İşçi eğitimini almadığı makineyi kullanmak zorunda değil!
İşçi kağıt üzerinde eğitimini almış gibi gösterildiği makineyi kullanmak zorunda değildir. Eğitimler usulüne uygun verilmediğinde işçilerin hakları vardır!

Bir grup okurumuzun sorusu:

Çalıştığımız metal fabrikasında 20 gün verilmesi gereken iş güvenliği eğitimi sadece 2 gün verildi. Diğer günler “eğitimleri aldık” diye imza attırıldı. Ama aynı makinada 2 haftada üç iş kazası yaşandı. “Bu makinayı kullanmayı doğru düzgün öğretmediniz; iş güvenliği eğitimlerini göstermelik verdiniz” diye müdüre çıktık. Müdür de “sizi atarım” diye tehdit etti. Bizi atsalar, bu eğitimlerden geçirilmediğimizi ispatlayabilir miyiz? Atılacak olsak ne yapabiliriz?

Yine biraz uzun bir yanıt olacak ama konu hayati önem taşıyor. Benzetme yapmıyorum! İşçi sağlığı ve güvenliği eğitimlerinin uygun bir biçimde verilmemesi, işçilerin hayatlarına kast ediyor çünkü…

Yine adım adım gidelim… Önce işverenin eğitim verme yükümlülüğü ile ilgili kuralı bir anımsayalım.

EĞİTİM NE ZAMAN VERİLMEK ZORUNDA?
İş Sağlığı ve Güvenliği Kanunu’nun 17. maddesinin 1. fıkrasına göre:
“İşveren, çalışanların iş sağlığı ve güvenliği eğitimlerini almasını sağlar. Bu eğitim özellikle; işe başlamadan önce, çalışma yeri veya iş değişikliğinde, iş ekipmanının değişmesi hâlinde veya yeni teknoloji uygulanması hâlinde verilir.
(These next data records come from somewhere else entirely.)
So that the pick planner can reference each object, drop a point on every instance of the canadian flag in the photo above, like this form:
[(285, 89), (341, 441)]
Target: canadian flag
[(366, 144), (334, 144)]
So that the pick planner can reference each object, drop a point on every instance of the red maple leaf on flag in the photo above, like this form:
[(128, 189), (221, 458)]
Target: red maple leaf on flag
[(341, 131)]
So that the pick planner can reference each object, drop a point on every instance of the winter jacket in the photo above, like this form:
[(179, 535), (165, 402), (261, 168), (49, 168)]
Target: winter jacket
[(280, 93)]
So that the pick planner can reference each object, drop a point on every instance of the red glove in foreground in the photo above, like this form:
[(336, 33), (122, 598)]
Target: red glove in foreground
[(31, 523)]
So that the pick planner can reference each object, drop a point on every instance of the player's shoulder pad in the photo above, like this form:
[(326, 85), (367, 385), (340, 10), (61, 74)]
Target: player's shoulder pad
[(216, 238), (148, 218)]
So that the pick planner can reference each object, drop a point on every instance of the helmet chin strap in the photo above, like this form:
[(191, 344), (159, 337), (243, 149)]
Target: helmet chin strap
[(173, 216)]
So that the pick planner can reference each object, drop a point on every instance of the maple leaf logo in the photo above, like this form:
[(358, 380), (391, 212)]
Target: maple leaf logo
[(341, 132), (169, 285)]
Eğitimler, değişen ve ortaya çıkan yeni risklere uygun olarak yenilenir, gerektiğinde ve düzenli aralıklarla tekrarlanır”.
Görüldüğü üzere iş ekipmanının değişmesi halinde yeniden işçi sağlığı ve güvenliği eğitimi* verilmek zorundadır.
Konuyla ilgili bir de yönetmelik var: Çalışanların İş Sağlığı Ve Güvenliği Eğitimlerinin Usul Ve Esasları Hakkında Yönetmelik. 
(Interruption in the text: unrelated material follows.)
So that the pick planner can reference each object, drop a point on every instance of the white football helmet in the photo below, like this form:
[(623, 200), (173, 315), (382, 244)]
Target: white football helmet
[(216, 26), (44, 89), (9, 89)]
Bu yönetmeliğin 6. maddesine göre ise;
1)
İşveren çalışana fiilen çalışmaya başlamadan önce çalışanın yapacağı iş ve işyerine özgü riskler ile korunma tedbirlerini içeren konularda öncelikli olarak eğitilmesini sağlamakla yükümlüdür.
2) İşveren, çalışma yeri veya iş değişikliği, iş ekipmanının değişmesi, yeni teknoloji uygulanması gibi durumlar nedeniyle ortaya çıkacak risklerle ilgili ayrıca eğitim verilmesini sağlamakla yükümlüdür.
3) İşe ilk girişte verilen eğitimler, değişen ve ortaya çıkan yeni riskler de dikkate alınarak aşağıda belirtilen aralıklarla tekrarlanmak zorundadır:     
   a) Çok tehlikeli sınıfta yer alan işyerlerinde yılda en az 1 defa,
   b) Tehlikeli sınıfta yer alan işyerlerinde 2 yılda en az 1 defa,
   c) Az tehlikeli sınıfta yer alan işyerlerinde 2 yılda en az 1 defa.
Okurlarımız, çok tehlikeli sınıfta yer alan bir metal fabrikasında çalıştığı için bu fabrikada yılda en az 1 defa eğitim yenilenmek zorunda. Ayrıca yeni bir makina (ekipman) kullanılmaya başlanmadan önce de ayrıca eğitim verilmesi zorunlu.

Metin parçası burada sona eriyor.